Civil and Human Rights

In legal matters, are smartphones too chatty for your own good?

By Michael Doyle

 

WASHINGTON — The Founding Fathers will meet the selfie generation next week when the Supreme Court dials up the case of a California man incriminated by his smartphone.

 

Loaded with pictures, some of them imprudent, David Leon Riley’s Samsung Instinct was searched by police in 2009 without a warrant. He got busted. Now the justices, who sometimes seem uncomfortable with new technologies, will consider a quintessentially 21st-century problem.

 

In an unplugged courtroom Tuesday, where television cameras and electronic devices have long been banned, justices must fit data-packed smartphones into the contours of the Fourth Amendment’s guarantee against unreasonable searches and seizures.

 

The eventual outcome will clarify rules that were written long before phones wised up.

 

“A modern smartphone,” Stanford Law School Professor Jeffrey L. Fisher noted in a brief, “is a portal into our most sensitive and confidential affairs. The digital contents of such a device should not be subject to a fishing expedition.”

 

Fisher is representing Riley, the San Diego man whose case will be heard along with a separate flip-phone search challenge filed by a Boston-area native named Brima Wurie. The cases pose potentially far-reaching consequences for police and phone users alike.

 

Privacy advocates fear that a ruling against Riley and Wurie would render vulnerable the secrets of the 90 percent of U.S. adults who own cellphones, a growing number of which are outfitted like the various iPhone, Samsung or Android models.

 

Law enforcement officials, in turn, fear they might lose an invaluable investigative tool.

 

“A photograph, short video, letter, list of addresses or other material that could be properly seized from an arrestee’s pocket in paper form is not imbued with special First and Fourth Amendment protection simply because it is digitized and carried on a cellphone,” the California Attorney General’s Office wrote in a brief.

 

California Solicitor General Edward C. Dumont, whom President Barack Obama once nominated to the federal bench, will join with Obama’s Deputy Solicitor General Michael R. Dreeben in urging the court to give law enforcement leeway in searching smartphones.

 

The Riley and Wurie cases present different scenarios, and they’ll be argued back to back for an hour each Tuesday morning. Both rest on the warrantless searches of devices unimagined at the time the Fourth Amendment was ratified in 1791.

 

“I think the Riley case, in particular, is incredibly important,” Elizabeth B. Wydra, chief counsel of the liberal Constitutional Accountability Center, said Friday, “and it should be important for everyone who has a smartphone.” 

 

Riley was pulled over by a San Diego police officer on Aug. 22, 2009, prosecutors and defense attorneys agree, but they characterize him very differently. Fisher called Riley a “college student.” California officials called him “a member of a San Diego Blood gang.”

 

Police impounded Riley’s Lexus for his driving with a suspended license, and in a subsequent search found two guns.
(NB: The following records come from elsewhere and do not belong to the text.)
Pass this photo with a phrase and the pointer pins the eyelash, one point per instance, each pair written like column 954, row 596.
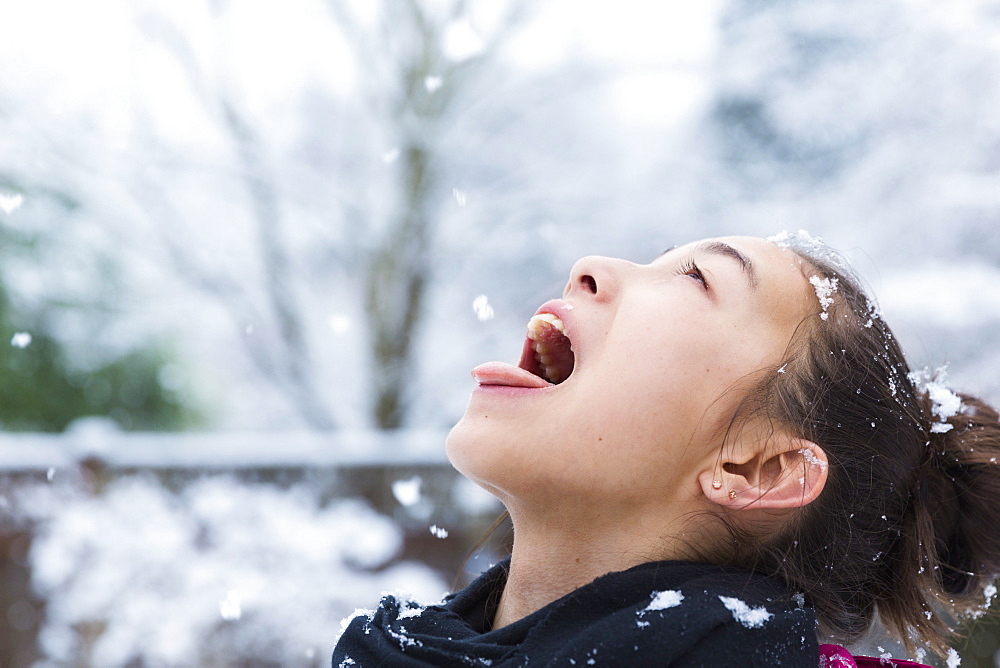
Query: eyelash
column 688, row 268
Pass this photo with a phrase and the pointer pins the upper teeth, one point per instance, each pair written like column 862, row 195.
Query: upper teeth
column 538, row 323
column 537, row 327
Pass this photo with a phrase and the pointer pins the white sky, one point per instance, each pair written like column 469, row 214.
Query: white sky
column 90, row 56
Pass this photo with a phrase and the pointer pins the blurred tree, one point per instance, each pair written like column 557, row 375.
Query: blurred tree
column 416, row 60
column 44, row 386
column 418, row 81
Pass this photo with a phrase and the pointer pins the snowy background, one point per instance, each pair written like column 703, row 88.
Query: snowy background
column 275, row 232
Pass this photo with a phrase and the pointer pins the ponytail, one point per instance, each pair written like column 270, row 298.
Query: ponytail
column 907, row 527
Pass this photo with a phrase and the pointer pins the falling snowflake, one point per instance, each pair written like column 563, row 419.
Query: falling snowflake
column 11, row 203
column 339, row 324
column 21, row 340
column 432, row 83
column 407, row 492
column 481, row 305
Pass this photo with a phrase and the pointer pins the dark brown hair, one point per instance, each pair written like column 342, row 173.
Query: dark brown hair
column 906, row 526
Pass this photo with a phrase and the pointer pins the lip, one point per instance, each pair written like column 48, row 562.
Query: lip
column 509, row 380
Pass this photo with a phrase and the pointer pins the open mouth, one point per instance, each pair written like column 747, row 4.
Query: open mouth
column 547, row 352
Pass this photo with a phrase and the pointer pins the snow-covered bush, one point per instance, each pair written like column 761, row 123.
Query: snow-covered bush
column 220, row 573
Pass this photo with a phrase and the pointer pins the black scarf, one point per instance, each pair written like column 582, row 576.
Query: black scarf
column 666, row 613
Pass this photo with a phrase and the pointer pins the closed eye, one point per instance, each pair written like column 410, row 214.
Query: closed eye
column 691, row 269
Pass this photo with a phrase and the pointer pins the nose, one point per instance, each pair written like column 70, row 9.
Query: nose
column 596, row 277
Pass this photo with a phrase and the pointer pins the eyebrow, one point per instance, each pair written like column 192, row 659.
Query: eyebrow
column 725, row 250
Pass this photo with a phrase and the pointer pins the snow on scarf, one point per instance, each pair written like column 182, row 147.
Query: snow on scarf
column 666, row 613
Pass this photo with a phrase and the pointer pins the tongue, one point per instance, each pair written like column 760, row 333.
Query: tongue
column 499, row 373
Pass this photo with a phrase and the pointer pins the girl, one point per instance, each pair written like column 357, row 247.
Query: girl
column 714, row 459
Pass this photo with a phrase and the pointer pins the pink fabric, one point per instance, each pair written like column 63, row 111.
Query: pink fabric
column 835, row 656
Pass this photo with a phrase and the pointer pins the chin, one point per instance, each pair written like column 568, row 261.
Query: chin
column 474, row 449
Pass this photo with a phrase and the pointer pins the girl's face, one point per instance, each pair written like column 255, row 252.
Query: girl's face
column 658, row 351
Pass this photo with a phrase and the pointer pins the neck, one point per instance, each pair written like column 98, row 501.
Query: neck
column 550, row 558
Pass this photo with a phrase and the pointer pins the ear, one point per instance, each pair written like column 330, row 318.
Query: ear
column 790, row 476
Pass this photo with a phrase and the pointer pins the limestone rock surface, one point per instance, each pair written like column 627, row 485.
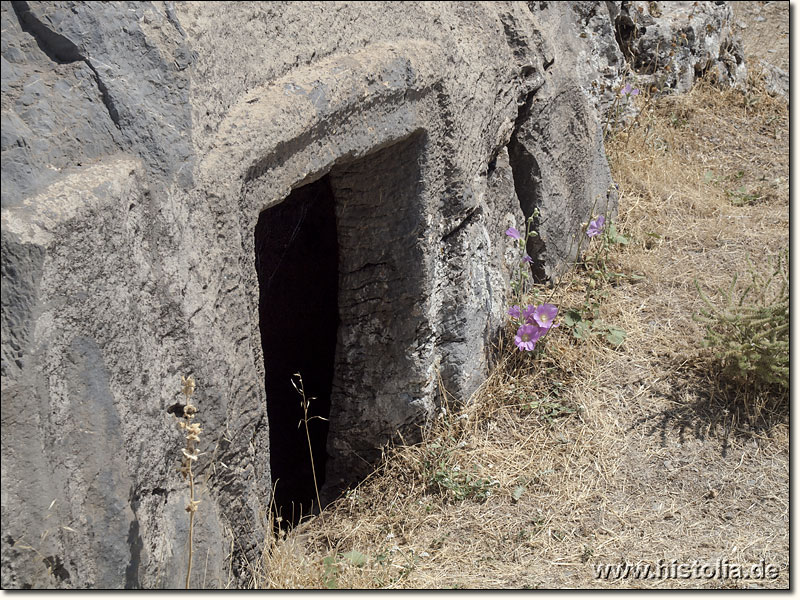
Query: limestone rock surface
column 141, row 144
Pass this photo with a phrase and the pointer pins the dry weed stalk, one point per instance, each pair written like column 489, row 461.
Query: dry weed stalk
column 190, row 454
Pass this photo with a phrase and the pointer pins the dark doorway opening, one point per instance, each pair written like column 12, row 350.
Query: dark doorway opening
column 297, row 264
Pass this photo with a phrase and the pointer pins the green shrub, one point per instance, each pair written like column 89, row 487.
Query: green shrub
column 749, row 334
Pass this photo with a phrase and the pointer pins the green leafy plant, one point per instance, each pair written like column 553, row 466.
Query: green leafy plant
column 445, row 476
column 748, row 333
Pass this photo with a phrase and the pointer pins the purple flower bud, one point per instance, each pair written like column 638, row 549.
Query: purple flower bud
column 526, row 337
column 596, row 226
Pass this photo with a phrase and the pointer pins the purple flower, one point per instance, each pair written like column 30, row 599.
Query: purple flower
column 596, row 226
column 544, row 315
column 527, row 314
column 526, row 337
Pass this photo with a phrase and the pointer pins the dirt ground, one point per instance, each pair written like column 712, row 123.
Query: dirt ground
column 598, row 455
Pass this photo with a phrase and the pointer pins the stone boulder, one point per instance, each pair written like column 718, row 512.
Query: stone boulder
column 242, row 192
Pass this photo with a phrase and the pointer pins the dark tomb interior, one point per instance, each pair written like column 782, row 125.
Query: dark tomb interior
column 297, row 264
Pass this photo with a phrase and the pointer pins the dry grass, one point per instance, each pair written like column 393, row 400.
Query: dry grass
column 593, row 454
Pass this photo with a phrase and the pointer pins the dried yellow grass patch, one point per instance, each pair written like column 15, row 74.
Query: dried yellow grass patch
column 592, row 454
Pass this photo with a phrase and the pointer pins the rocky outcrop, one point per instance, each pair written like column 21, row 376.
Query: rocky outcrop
column 173, row 173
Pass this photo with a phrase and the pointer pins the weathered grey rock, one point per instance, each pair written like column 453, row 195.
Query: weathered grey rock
column 669, row 44
column 145, row 149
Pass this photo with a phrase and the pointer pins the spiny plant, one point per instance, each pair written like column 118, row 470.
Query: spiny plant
column 190, row 455
column 748, row 333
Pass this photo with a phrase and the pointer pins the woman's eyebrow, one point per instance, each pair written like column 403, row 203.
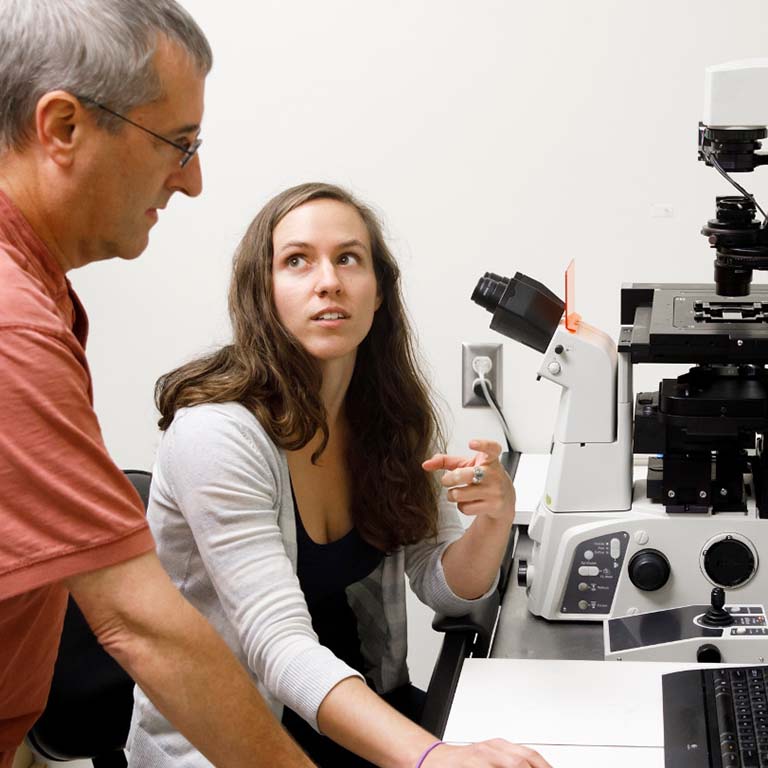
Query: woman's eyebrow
column 294, row 244
column 351, row 243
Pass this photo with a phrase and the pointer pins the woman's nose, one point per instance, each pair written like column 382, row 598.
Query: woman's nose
column 328, row 280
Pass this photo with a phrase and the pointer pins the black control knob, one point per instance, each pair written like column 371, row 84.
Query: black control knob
column 708, row 654
column 649, row 570
column 716, row 615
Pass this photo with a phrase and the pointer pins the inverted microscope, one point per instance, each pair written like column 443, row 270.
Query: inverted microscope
column 671, row 563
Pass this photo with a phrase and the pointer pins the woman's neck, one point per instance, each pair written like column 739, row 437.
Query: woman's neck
column 336, row 377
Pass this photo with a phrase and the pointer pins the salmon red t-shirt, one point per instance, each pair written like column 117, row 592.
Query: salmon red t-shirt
column 65, row 508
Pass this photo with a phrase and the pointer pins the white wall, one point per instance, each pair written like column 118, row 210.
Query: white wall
column 492, row 134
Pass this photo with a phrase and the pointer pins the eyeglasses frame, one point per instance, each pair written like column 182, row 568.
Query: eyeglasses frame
column 188, row 152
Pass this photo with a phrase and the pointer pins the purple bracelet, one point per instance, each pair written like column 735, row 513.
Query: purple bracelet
column 426, row 752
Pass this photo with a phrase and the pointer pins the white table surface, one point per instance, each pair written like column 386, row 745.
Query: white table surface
column 575, row 713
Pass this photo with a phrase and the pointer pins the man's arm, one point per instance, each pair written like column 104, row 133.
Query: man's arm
column 182, row 665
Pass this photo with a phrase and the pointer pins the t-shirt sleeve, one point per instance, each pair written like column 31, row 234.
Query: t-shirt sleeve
column 65, row 507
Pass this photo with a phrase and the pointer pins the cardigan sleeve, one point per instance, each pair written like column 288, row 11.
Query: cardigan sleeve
column 424, row 566
column 224, row 473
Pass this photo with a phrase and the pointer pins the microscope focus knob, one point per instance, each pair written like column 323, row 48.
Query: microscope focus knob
column 649, row 570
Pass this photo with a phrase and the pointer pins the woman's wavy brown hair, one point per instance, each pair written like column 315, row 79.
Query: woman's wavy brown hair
column 393, row 423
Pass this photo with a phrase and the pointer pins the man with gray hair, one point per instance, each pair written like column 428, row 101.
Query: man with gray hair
column 100, row 108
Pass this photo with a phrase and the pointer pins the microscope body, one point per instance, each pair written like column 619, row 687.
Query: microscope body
column 643, row 554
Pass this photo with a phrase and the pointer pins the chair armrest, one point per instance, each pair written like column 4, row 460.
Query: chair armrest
column 468, row 635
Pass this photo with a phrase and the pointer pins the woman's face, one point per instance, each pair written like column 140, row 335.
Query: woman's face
column 323, row 281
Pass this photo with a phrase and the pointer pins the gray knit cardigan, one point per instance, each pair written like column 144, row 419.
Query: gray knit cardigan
column 222, row 515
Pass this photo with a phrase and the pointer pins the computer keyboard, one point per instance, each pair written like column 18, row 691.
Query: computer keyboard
column 741, row 709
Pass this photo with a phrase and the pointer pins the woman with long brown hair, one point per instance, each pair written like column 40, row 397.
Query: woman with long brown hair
column 294, row 488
A police officer then scrolled through Riley’s unlocked phone, finding video clips of gang initiation fights, pictures of gang signs and clips of a red Oldsmobile allegedly used in an earlier gang shooting.

 

Convicted on charges that included attempted murder, Riley was sentenced to prison for 15 years to life. The 23-year-old is incarcerated at California’s Kern Valley State Prison.

 

In Wurie’s case, Boston police lacked a warrant when they checked the call log on his gray Verizon LG phone after busting him on drug and gun charges. Wurie was convicted in 2009 and is serving a 262-month prison term at a federal facility in New Hampshire.

 

The Riley case may prove the most consequential because it deals directly with the multimedia capacity of modern smartphones. An estimated 56 percent of U.S. adults were using smartphones last year, according to one survey.

 

“You’re talking about a treasure trove of personal information,” Wydra said, “the kind of information that we think of as deeply private.”

 

The attorneys general of 14 states, including Idaho, South Carolina and Mississippi, have weighed in on California’s behalf. Many more amicus briefs have been filed in support of the other side, by groups that range from the American Civil Liberties Union to the American Library Association.

 

“What Americans are reading is normally none of the government’s business,” the librarians said. “This case threatens that principle because it allows police officers to peer into the contents of a person’s entire personal library using a device that happens to be found on that person.”

 

The nine justices won’t be starting from scratch.

 

In a 1973 decision that involved the discovery of heroin inside a crumpled cigarette pack, the Supreme Court upheld the authority of police to thoroughly search someone who’s been arrested. There are limits, though. The searches are supposed to be for weapons or relevant evidence.

 

Moreover, in a 1969 decision involving the warrantless search of the house of a Santa Ana, Calif., man, the justices cautioned that police cannot “rummage at will among his papers in search of whatever will convict him.”

 

One possibility, among many, is the court might allow more lenient searches of phone call numbers in the Wurie case while imposing tighter restrictions on broader content searches in the Riley case. Justice Antonin Scalia, in particular, might prove a key swing vote among conservatives.